Credit: EMBL/P. Riedinger |
Cells in the lab have to be fed, and the ‘serum’ used to feed them contains proteins – many more proteins than the cells themselves secrete, or release into their environment. So for scientists attempting to eavesdrop on cells’ conversations, it’s like the cells are sitting in a room bustling with impenetrable chatter – until now. The new method developed by Jeroen Krijgsveld and colleagues allows scientists to distinguish proteins secreted by the cells from those in their food. And as they can measure exactly how much of each protein the cells have released, at just 2-hour intervals, scientists can see how secretion changes over time, for instance in response to changes in the cells’ environment.

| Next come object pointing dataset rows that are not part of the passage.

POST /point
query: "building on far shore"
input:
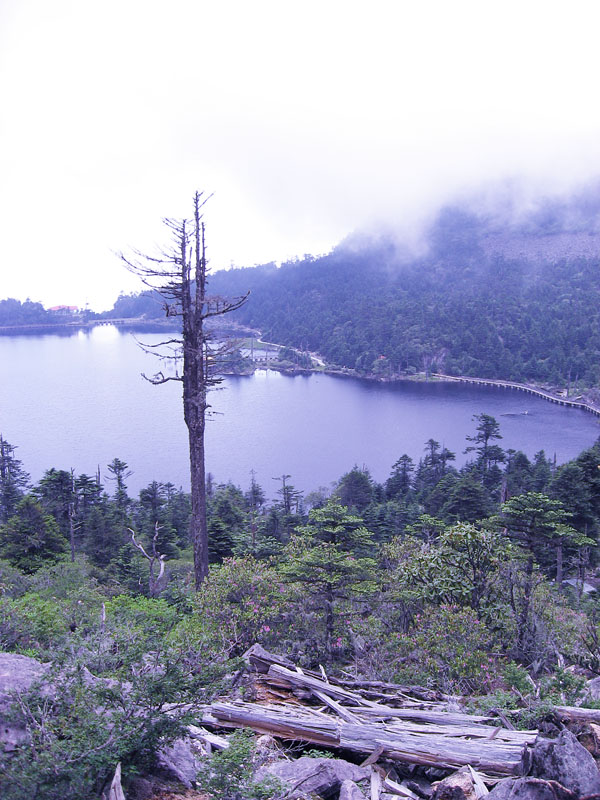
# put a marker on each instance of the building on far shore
(65, 309)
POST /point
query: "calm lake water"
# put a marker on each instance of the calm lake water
(79, 401)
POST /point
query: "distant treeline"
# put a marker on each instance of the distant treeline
(461, 309)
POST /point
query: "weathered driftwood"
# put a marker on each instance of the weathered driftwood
(425, 736)
(448, 747)
(578, 714)
(261, 660)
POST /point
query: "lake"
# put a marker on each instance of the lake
(79, 401)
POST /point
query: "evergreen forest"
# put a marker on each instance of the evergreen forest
(475, 581)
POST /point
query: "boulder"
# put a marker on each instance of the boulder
(179, 761)
(567, 762)
(17, 674)
(458, 786)
(320, 776)
(530, 789)
(115, 790)
(592, 691)
(350, 791)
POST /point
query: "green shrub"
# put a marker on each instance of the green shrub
(229, 773)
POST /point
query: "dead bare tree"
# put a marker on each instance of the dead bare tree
(154, 581)
(179, 275)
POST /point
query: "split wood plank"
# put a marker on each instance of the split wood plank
(578, 714)
(410, 744)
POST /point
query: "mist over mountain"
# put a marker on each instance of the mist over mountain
(492, 287)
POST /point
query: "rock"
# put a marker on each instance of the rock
(566, 761)
(139, 788)
(350, 791)
(267, 749)
(320, 776)
(530, 789)
(590, 738)
(17, 674)
(458, 786)
(115, 790)
(179, 761)
(592, 691)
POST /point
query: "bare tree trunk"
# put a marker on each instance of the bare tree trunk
(180, 278)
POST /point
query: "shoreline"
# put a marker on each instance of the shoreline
(158, 325)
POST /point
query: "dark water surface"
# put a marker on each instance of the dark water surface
(79, 401)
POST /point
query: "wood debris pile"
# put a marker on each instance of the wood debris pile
(403, 725)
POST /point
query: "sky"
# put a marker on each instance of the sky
(306, 121)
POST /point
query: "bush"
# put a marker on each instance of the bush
(229, 773)
(448, 647)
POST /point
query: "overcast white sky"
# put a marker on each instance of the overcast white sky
(306, 119)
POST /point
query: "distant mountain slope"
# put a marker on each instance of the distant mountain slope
(517, 300)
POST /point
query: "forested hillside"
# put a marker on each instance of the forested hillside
(510, 299)
(451, 580)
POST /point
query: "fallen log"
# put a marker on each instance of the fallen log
(578, 714)
(447, 747)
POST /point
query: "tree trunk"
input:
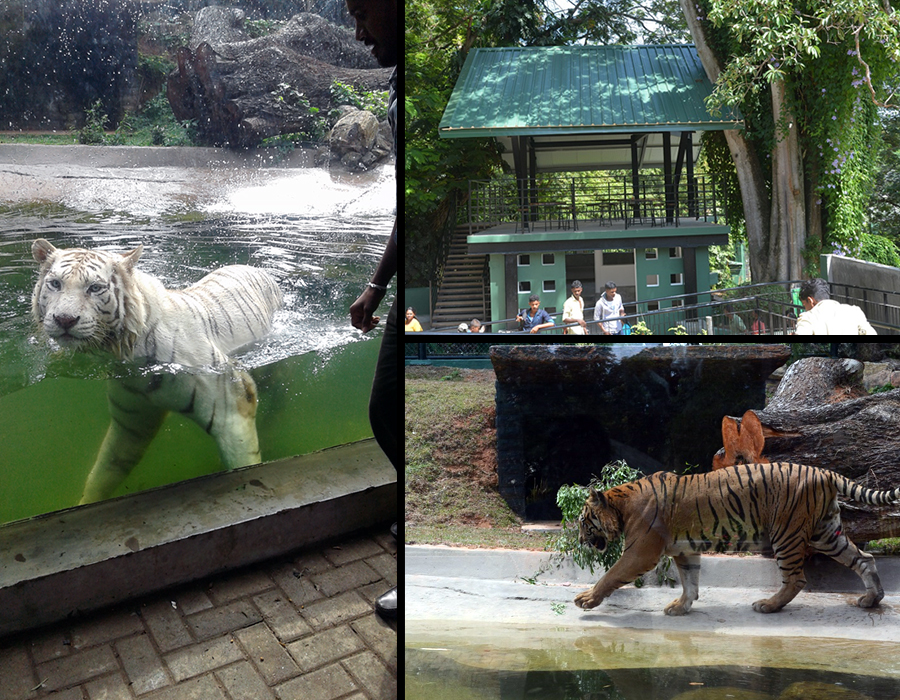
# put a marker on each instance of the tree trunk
(787, 229)
(241, 91)
(754, 193)
(822, 416)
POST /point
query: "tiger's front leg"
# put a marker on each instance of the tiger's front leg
(630, 566)
(134, 422)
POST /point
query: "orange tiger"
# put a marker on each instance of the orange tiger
(784, 508)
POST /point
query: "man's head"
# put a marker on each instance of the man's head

The EMBL scientists coax cells into using an artificial amino acid instead of the methionine they would normally employ as one of the building blocks for their proteins. The researchers can then fish out the proteins released by the cells from the surrounding serum, using a technique called click chemistry. This does away with the need to starve cells, which was so far the most reliable way of being sure you were not ‘counting’ proteins from the serum. And this is an important development, as the new approach showed that starving cells, even just for a few hours, affects secretion.
The double advantage of not having to starve cells and being able to follow changes over time enabled Krijgsveld and colleagues to follow, for the first time, how white blood cells called macrophages – which can’t be grown without serum – react to a component of bacteria to kick off a rapid immune response.
“There’s much more for the community to explore,” Krijgsveld says: “our method could be used to watch how cells react to drug treatments; or to search for biomarkers, like the proteins cancer cells release that help them invade tissues; or to see how secretion changes if cells are grown in 3D instead of on a regular Petri dish. We’ve really seen a great deal of interest already.”